検索率を上げるために、SEOキーワードを原稿に散りばめるというのもWEBライティングならではです。一つの原稿のなかで同じ用語をくり返すのは“野暮”であり、「いい文章」「うまい文章」とはいえない――。文章の書き方本などにはそう書かれていますし、私自身、そう思っています。けれど、WEBライティングにおいては、SEOキーワードに限っては重複はNGではありません。
SEOキーワードを適度に散りばめつつ、一つの段落が3~5行になるように原稿を区切り、流し読みを前提にあえてていねいに説明する……。WEBライティングは、雑誌や書籍のライティングとはかなり違います。

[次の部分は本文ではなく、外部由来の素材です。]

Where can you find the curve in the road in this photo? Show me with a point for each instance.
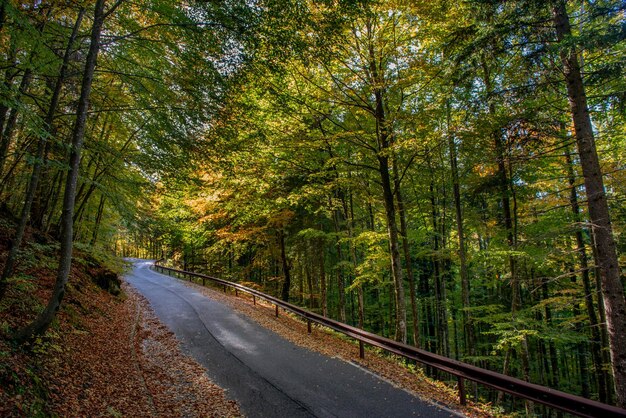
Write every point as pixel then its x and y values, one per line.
pixel 267 375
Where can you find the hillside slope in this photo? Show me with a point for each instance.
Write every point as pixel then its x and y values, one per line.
pixel 105 355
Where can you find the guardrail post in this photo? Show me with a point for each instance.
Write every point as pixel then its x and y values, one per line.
pixel 462 398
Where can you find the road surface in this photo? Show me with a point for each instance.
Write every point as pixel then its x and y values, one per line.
pixel 267 375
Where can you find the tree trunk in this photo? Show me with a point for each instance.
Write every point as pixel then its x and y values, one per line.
pixel 612 288
pixel 9 129
pixel 407 259
pixel 42 322
pixel 468 326
pixel 284 294
pixel 34 179
pixel 594 326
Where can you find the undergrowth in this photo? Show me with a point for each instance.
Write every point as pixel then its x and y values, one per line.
pixel 23 392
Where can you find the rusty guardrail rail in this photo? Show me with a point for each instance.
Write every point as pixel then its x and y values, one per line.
pixel 566 402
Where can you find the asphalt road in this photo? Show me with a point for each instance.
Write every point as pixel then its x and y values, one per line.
pixel 267 375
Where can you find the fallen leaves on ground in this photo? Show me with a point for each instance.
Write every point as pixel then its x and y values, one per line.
pixel 331 344
pixel 110 356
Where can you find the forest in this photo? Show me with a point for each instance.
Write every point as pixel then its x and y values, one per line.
pixel 448 174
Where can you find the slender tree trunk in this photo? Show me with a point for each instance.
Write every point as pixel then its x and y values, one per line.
pixel 612 288
pixel 322 267
pixel 594 326
pixel 360 301
pixel 407 258
pixel 34 179
pixel 468 326
pixel 9 129
pixel 41 323
pixel 96 227
pixel 340 280
pixel 284 294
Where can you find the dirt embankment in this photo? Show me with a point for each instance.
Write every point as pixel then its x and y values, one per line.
pixel 105 355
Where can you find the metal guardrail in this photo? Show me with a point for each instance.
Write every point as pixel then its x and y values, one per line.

また、比較的新しい媒体なので、インターネット技術の進化などにより、書き方の作法はこれからも変わっていくことでしょう。そんなWEBライティングに必要なのは、WEBに関する知識を日々アップデートして原稿に反映する「対応力」が求められるのかなと感じます。
NOTE
先日、知人のライターとWEBライティングについて話していたとき、「最近はWEBライティングの仕事が増えたけど、雑誌のライティングだけで食べていたときよりも文章がへたになった気がする」といっていました。私自身、文章のうまさや完成度・品質という点においては、初心者の方の参入も多いWEBより雑誌や書籍のほうが上だと思っていました。
けれど今は、「へたになった」というのは正確ではなく、雑誌で磨かれたスキルを発揮しにくくなっただけではないかと感じています。そもそも、WEBと旧メディアである雑誌や書籍を比較すること自体が、ナンセンスかもしれません。今後、WEB記事を読み慣れた世代が雑誌や書籍の原稿を読んだら、「雑誌や書籍の原稿は読みにくい・わかりにくい」と感じる可能性も十分あるわけで。
言葉が時代とともに変わるように、「いい文章」の定義も、媒体や時代によって少しずつ変化しているのかもしれません。